Laney Lou and the Bird Dogs have been a Bozeman bluegrass and folk staple since 2013 when Schiffer (second from left) met Matt Demarais (third from left) through a Craigslist ad. PHOTO BY TYLER REL

Eight years later, the Bird Dogs just finished recording their fifth album, to be released in June, at the Panoramic House in Stinson Beach, California. It follows their 2019 first full-length studio album, “Sweet Little Lies,” and three live albums.

“We’re really proud of the work we’ve done on this [new] album,” Schiffer said. “It was a huge release for our band to be able to have that time to work on that album. I think it’s the best work we’ve done yet. We actually had the time to write these songs, versus when we’re full-time touring.”
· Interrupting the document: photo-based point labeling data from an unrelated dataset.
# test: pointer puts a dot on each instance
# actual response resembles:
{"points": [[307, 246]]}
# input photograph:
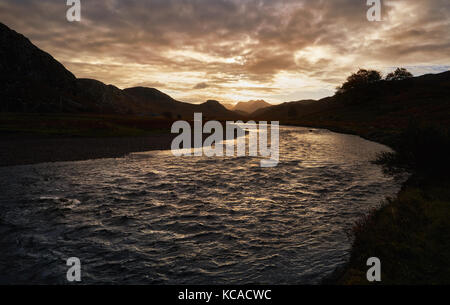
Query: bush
{"points": [[360, 80], [420, 148], [399, 74]]}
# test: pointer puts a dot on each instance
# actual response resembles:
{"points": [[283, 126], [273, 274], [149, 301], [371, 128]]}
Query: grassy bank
{"points": [[410, 233], [80, 125]]}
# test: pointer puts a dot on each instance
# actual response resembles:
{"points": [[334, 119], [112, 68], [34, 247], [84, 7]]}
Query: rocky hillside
{"points": [[31, 80]]}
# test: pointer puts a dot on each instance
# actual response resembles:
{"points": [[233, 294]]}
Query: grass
{"points": [[410, 234], [80, 125]]}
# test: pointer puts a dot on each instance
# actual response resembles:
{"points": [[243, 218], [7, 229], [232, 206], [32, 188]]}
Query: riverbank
{"points": [[38, 138], [409, 233], [30, 150]]}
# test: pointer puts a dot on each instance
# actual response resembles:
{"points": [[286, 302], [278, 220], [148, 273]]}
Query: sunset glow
{"points": [[236, 50]]}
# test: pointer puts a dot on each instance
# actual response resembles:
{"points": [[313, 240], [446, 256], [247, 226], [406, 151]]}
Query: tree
{"points": [[399, 74], [360, 80]]}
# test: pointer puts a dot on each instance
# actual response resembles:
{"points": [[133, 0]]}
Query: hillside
{"points": [[380, 111], [32, 81], [250, 106]]}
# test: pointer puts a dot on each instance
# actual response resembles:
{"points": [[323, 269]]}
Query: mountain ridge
{"points": [[31, 80]]}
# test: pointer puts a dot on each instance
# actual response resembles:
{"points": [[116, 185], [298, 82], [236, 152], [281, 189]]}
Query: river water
{"points": [[152, 218]]}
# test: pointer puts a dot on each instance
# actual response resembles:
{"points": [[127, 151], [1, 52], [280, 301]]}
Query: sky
{"points": [[236, 50]]}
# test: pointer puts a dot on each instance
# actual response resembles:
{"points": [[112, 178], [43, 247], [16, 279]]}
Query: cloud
{"points": [[235, 49], [201, 86]]}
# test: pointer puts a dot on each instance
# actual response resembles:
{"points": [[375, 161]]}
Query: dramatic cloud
{"points": [[234, 50]]}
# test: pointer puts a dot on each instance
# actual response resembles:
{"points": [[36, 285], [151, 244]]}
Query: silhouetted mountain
{"points": [[251, 106], [228, 106], [31, 80], [291, 110]]}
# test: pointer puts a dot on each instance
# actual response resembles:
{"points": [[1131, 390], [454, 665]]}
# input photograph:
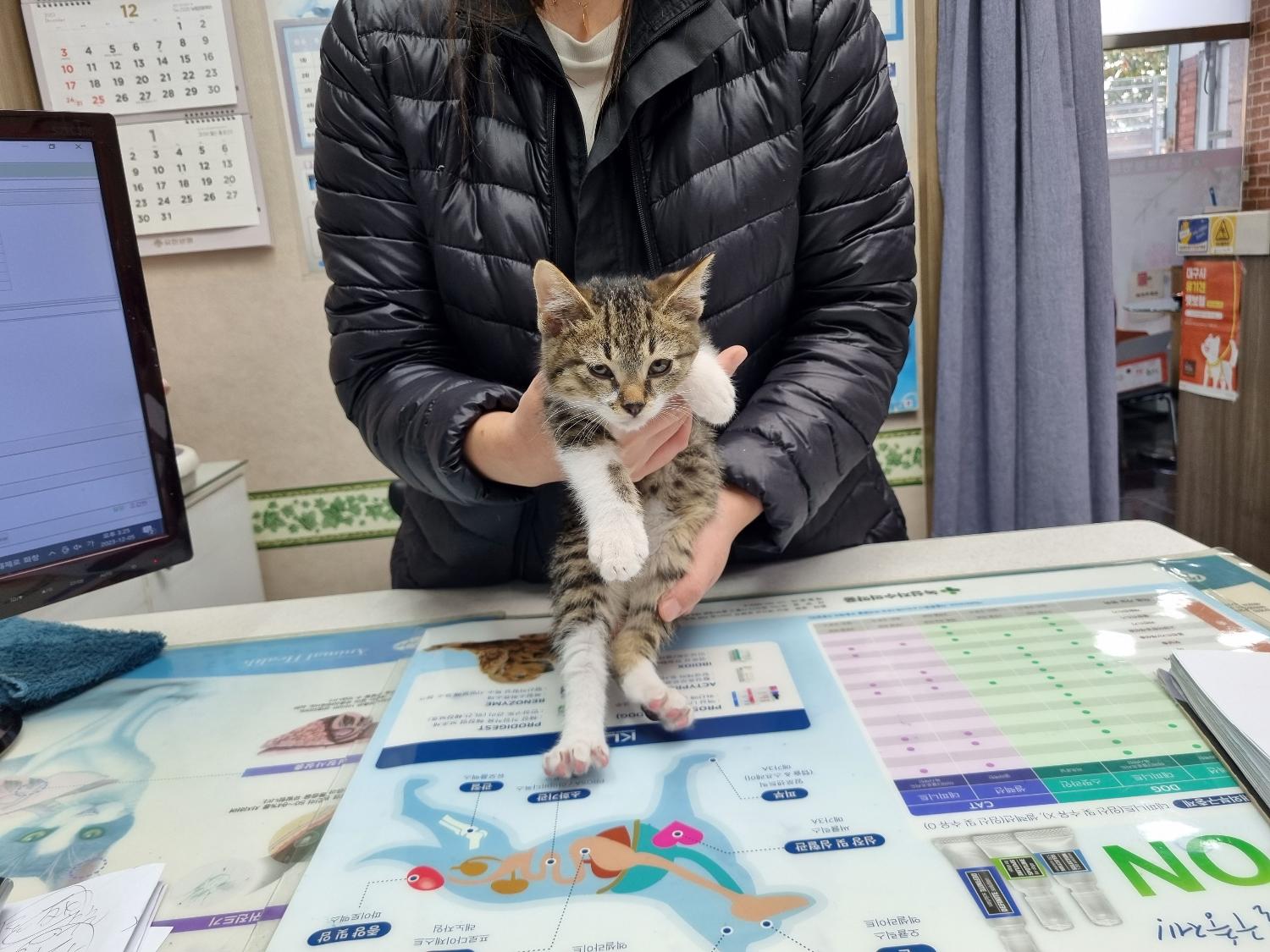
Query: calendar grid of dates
{"points": [[137, 58], [167, 70], [188, 174]]}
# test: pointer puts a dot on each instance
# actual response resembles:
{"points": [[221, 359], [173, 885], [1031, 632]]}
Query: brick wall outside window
{"points": [[1256, 127]]}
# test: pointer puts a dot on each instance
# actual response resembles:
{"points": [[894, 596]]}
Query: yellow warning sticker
{"points": [[1223, 234]]}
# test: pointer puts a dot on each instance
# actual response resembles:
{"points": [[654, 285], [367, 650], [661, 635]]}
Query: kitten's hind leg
{"points": [[635, 650], [583, 624]]}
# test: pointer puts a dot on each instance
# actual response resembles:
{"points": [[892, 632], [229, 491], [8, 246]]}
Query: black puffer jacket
{"points": [[764, 129]]}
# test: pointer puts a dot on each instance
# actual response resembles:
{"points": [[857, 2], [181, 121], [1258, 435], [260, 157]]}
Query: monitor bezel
{"points": [[42, 586]]}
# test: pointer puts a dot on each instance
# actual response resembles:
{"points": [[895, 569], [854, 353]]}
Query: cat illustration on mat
{"points": [[617, 352], [508, 660], [670, 856], [63, 807]]}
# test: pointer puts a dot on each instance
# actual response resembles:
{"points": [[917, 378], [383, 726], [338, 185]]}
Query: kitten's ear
{"points": [[683, 292], [559, 301]]}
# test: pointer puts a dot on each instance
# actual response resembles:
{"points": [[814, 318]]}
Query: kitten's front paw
{"points": [[619, 551], [711, 396], [672, 710], [574, 754]]}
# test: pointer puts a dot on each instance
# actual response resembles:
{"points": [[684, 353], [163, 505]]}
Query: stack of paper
{"points": [[103, 914], [1226, 693]]}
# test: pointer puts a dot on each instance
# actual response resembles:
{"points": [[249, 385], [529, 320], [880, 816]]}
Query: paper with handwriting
{"points": [[103, 914]]}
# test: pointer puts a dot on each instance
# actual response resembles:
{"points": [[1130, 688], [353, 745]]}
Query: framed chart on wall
{"points": [[297, 30], [168, 70]]}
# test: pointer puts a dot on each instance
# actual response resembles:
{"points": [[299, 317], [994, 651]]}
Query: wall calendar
{"points": [[168, 70]]}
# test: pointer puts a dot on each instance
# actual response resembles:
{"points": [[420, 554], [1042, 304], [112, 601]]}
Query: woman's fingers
{"points": [[667, 451], [732, 358]]}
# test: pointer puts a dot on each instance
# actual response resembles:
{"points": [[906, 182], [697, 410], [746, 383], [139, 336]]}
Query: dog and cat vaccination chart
{"points": [[963, 764], [957, 766]]}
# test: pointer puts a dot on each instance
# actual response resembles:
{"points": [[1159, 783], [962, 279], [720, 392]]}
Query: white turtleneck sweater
{"points": [[587, 68]]}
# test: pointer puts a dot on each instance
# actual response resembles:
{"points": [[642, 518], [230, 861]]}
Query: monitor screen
{"points": [[79, 459]]}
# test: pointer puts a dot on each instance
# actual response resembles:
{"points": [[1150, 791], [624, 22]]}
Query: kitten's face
{"points": [[619, 349]]}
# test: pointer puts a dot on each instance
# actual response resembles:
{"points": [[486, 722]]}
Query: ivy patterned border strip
{"points": [[356, 510], [901, 456], [312, 515]]}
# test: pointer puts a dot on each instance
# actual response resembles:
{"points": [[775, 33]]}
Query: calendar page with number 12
{"points": [[134, 58]]}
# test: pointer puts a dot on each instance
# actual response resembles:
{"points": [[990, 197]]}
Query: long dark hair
{"points": [[472, 27]]}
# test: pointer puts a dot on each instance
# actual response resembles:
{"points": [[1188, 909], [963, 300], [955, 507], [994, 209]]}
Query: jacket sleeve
{"points": [[815, 415], [393, 360]]}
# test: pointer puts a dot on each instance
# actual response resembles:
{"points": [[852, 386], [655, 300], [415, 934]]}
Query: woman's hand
{"points": [[737, 509], [515, 448]]}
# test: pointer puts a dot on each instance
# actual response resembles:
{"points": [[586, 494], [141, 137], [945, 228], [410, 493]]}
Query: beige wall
{"points": [[243, 338]]}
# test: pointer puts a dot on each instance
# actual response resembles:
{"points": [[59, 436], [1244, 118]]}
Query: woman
{"points": [[459, 141]]}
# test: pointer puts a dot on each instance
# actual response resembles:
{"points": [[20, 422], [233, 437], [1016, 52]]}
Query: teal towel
{"points": [[42, 663]]}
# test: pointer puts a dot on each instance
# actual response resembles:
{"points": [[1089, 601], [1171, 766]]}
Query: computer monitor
{"points": [[89, 489]]}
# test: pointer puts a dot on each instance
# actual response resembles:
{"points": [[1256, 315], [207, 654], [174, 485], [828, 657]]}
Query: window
{"points": [[1178, 98]]}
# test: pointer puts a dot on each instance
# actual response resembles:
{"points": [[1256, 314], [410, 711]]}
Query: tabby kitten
{"points": [[615, 353]]}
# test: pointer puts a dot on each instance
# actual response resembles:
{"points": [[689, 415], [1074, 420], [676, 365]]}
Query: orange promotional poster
{"points": [[1209, 355]]}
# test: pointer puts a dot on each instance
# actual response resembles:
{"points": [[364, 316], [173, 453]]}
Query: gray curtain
{"points": [[1025, 411]]}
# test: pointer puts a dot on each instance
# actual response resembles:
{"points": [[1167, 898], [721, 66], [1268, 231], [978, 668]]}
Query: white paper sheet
{"points": [[102, 914]]}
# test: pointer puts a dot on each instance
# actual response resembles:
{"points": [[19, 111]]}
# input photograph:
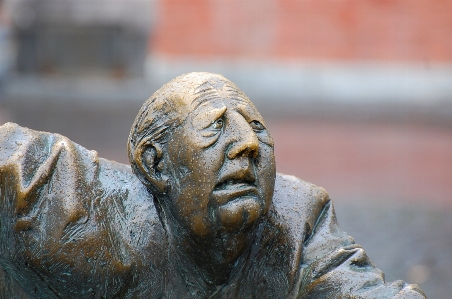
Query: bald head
{"points": [[169, 106]]}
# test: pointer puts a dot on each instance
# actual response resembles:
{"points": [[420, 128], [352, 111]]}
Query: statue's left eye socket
{"points": [[257, 126], [217, 124]]}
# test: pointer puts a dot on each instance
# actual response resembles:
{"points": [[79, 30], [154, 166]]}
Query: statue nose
{"points": [[244, 141]]}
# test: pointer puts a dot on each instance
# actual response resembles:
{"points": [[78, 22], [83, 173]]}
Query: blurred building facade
{"points": [[329, 50]]}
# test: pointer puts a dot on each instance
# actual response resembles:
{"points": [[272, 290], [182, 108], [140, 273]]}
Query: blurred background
{"points": [[356, 93]]}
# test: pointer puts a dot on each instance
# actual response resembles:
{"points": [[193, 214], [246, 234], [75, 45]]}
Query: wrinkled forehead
{"points": [[196, 90]]}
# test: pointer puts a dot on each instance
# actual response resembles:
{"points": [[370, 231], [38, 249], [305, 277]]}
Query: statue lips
{"points": [[230, 190]]}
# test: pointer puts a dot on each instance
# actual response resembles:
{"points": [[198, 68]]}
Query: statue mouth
{"points": [[232, 189]]}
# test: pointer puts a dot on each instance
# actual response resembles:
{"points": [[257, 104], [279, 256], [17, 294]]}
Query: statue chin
{"points": [[240, 213]]}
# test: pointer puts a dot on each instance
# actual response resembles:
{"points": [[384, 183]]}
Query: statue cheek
{"points": [[199, 225]]}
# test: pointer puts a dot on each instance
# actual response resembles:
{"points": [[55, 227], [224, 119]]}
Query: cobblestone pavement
{"points": [[390, 182]]}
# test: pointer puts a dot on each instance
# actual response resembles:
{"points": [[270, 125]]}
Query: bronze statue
{"points": [[200, 214]]}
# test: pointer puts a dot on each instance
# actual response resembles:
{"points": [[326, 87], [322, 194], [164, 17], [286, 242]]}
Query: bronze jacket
{"points": [[73, 225]]}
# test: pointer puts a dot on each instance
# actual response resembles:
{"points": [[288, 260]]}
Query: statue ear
{"points": [[149, 160]]}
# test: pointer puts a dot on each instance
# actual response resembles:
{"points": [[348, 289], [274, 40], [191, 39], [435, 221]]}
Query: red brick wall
{"points": [[369, 30]]}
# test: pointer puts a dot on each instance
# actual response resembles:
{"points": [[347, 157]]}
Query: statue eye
{"points": [[257, 126], [217, 124]]}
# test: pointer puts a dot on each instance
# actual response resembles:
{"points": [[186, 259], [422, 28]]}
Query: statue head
{"points": [[203, 150]]}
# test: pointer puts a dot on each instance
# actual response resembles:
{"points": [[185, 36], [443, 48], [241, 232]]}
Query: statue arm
{"points": [[55, 235], [334, 266]]}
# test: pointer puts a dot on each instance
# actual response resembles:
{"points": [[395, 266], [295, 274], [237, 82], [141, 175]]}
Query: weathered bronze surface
{"points": [[200, 214]]}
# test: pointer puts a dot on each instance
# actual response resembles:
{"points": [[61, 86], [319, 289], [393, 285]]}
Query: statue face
{"points": [[222, 167]]}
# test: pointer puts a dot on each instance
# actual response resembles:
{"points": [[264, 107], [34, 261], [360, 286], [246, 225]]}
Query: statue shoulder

Pre-pandemic, the Bird Dogs were following a hefty touring schedule that spanned the West Coast and northern Rockies. When COVID-19 limited their ability to perform, Schiffer turned her energies toward solo and duo performing with fiancé Ryan Acker in their pandemic-built home studio under the name the Canoe Dealers. The two met when the Bird Dogs opened for Acker’s band, The Last Revel, at the 2014 Red Ants Pants Music Festival, stayed in touch, and started jamming soon after Acker moved to Bozeman and the two began dating in 2019.

One show in which they tested out their newfound chemistry was for Explore Big Sky’s Friday Afternoon Club, right around the start of lockdown. The two played in their backyard and spoke candidly of the uncertainties much of the community was feeling collectively at the time. Schiffer says playing onstage with two people as opposed to five has been interesting—it allows for more of a conversation with the audience.

“It’s more of an intimate experience, I think,” she said. “With the full bands, it’s more of a spectacle. It’s more of an energy output, more of a big event, and with the duo especially in the pandemic, we’ve really enjoyed interacting with the crowds and having that back and forth relationship.”

They say of both their bands that the time off has provided each musician to breathe a little, and evolve as artists. Schiffer is optimistic live music isn’t going to be stifled for long—the world craves it after a year of quiet stages. The Bird Dogs are fully booked for the summer already and the Canoe Dealers are making a name for themselves, but the most important thing to Schiffer is that music remains in her future.

“Art has always persevered through tough times,” she said. “Artists are resilient people … We’ve all been prepping for the release, and fans are ready to hear it.”